Mylan/Biocon Herceptin biosimilar faces EU delay
Mylan and Biocon’s Herceptin biosimilar has hit problems in Europe after regulators called for improvements at its manufacturing plant.
The European setback comes just ahead of a red letter day at the FDA.
Its Oncologic Drugs Advisory Committee (ODAC) is to discuss Mylan’s filing for the Herceptin biosimilar MYL-1401O tomorrow afternoon, along with Amgen’s biosimilar of Roche’s cancer drug Avastin (bevacizumab).
Herceptin and Avastin represent two out of three big-selling drugs from Roche that are facing cheaper competition for the first time – last year, the drugs each generated sales approaching $7 billion.
But Mylan’s drug potentially offering a cheaper alternative to Herceptin has hit trouble with European regulators who inspected Biocon’s manufacturing plant in Bangalore.
The news from Biocon throws into question whether the company will be able to launch the Herceptin biosimilar in Europe later this year as previously anticipated.
EU regulators began reviewing the biosimilar last summer – a process that typically takes just over a year – but a pre-approval inspection has thrown up some issues, the company admitted.
Officials from France’s ANSM, working on behalf of the European Medicines Agency, said that a follow-up inspection was necessary to ensure “corrective and preventive actions” had been carried out at the plant.
The plant will not be able to supply the European market until it makes the corrections, giving Roche further breathing space before cheaper competition hits the market.
According to a statement from Biocon, the plant in question also produces biosimilars of Amgen’s Neulasta (pegfilgrastim), used to boost white blood cells after chemotherapy, and Sanofi’s Lantus (insulin glargine).
The ANSM inspectors said that plants supplying raw pharmaceutical materials did comply with regulations, however.

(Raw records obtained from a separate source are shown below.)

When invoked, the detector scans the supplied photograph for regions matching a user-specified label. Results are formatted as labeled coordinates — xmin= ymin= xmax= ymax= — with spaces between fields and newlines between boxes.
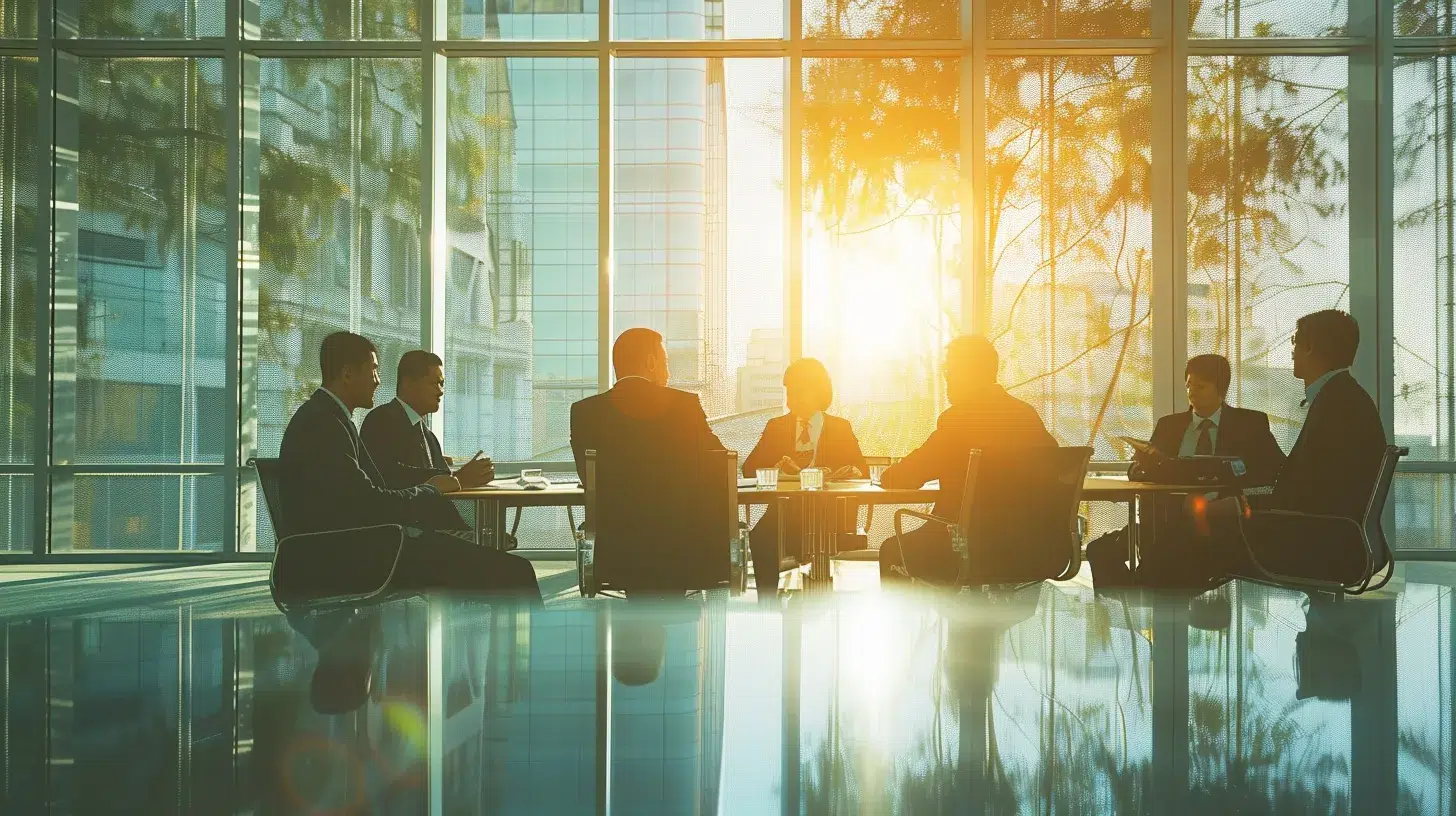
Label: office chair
xmin=248 ymin=458 xmax=405 ymax=612
xmin=575 ymin=450 xmax=747 ymax=597
xmin=895 ymin=447 xmax=1092 ymax=587
xmin=1235 ymin=446 xmax=1411 ymax=596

A Biocon spokesperson said: “Biocon, with its partner Mylan, will work with the French and European regulatory authorities with regard to the follow-up inspection of the drug product facility and the Marketing Authorisation Applications with the goal of an early reinspection.”
Herceptin’s patent expired in Europe back in 2014, giving biosimilar manufacturers the opportunity to launch the cheaper copycat drugs as soon as they are approved.
In the US the patent expires in 2019, and biosimilar manufacturers have faced delays in launching their competitors because of the intricacies of the country’s legal system.
However, the US Supreme Court ruled last month that manufacturers would no longer have to wait for six months after approval before launching biosimilars.